The problem is that these basic rules of thumb and experiences in human factors are not part of the design discourse about the primary tools we build for ourselves: programming languages and APIs. We ought to change this. If we can learn from human factors to do things better, we will be able to write code with fewer bugs. And because it will be easier, we can spend less time learning how to do stuff and more time doing it. The study of human factors is for humans, not for GUIs. And (see above) programmers are humans.

So let’s proceed from the following theorem: An API or programming language is a user interface to the programming model that is being presented to the user (the programmer).

Let’s look at several typical rules of thumb for human factors and see how they might be applied.

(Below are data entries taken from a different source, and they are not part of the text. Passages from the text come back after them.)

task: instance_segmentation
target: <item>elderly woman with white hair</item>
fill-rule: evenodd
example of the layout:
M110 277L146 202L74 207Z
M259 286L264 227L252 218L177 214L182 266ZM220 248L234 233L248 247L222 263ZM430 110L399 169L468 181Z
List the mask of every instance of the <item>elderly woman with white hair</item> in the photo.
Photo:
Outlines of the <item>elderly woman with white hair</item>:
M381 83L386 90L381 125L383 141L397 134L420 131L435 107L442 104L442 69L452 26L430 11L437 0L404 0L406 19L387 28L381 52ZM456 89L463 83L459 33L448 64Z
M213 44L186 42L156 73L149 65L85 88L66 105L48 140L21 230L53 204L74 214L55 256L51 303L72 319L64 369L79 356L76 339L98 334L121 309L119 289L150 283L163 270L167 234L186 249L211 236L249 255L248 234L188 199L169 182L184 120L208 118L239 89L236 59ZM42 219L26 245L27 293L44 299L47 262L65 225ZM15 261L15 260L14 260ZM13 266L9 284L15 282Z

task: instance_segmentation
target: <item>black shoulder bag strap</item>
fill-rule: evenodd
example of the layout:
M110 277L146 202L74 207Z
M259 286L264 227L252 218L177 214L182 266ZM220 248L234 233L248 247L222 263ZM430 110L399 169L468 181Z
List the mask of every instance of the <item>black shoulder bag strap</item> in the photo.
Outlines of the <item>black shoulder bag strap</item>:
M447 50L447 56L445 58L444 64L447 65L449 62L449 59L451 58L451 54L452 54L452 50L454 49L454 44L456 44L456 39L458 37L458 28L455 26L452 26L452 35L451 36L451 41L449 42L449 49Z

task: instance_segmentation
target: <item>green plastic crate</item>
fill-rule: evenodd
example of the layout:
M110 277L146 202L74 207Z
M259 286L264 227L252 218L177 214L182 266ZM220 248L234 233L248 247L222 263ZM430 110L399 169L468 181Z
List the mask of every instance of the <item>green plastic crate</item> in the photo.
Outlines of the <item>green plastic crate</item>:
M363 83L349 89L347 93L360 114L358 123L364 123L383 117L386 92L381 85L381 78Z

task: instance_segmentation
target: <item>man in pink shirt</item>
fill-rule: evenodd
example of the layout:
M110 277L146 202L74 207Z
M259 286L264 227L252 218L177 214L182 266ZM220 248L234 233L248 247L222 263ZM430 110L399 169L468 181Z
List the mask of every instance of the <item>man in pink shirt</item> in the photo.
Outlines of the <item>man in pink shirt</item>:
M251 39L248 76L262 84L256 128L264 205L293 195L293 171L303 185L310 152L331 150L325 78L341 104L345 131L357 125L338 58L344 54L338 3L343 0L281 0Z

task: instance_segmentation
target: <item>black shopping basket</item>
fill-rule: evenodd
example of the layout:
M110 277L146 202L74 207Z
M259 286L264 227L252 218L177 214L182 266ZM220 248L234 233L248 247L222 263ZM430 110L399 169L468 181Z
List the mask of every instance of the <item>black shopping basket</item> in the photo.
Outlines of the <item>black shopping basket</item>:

Similar things should look similar. If two things mean the same or very similar things, they should be presented in ways that express that similarity. In a GUI this would mean that no matter how many ways and reasons there are to open files, the basic interaction for opening files should be the same. For an API this might mean that if there are multiple things that can be started and stopped, then the same terms should be used for each kind of thing. It would be important to pick, for example, “start” and “stop” and use them for all starting and stopping, rather than have some places where you end execution using “end” or “terminate” or “close” or “destroy.”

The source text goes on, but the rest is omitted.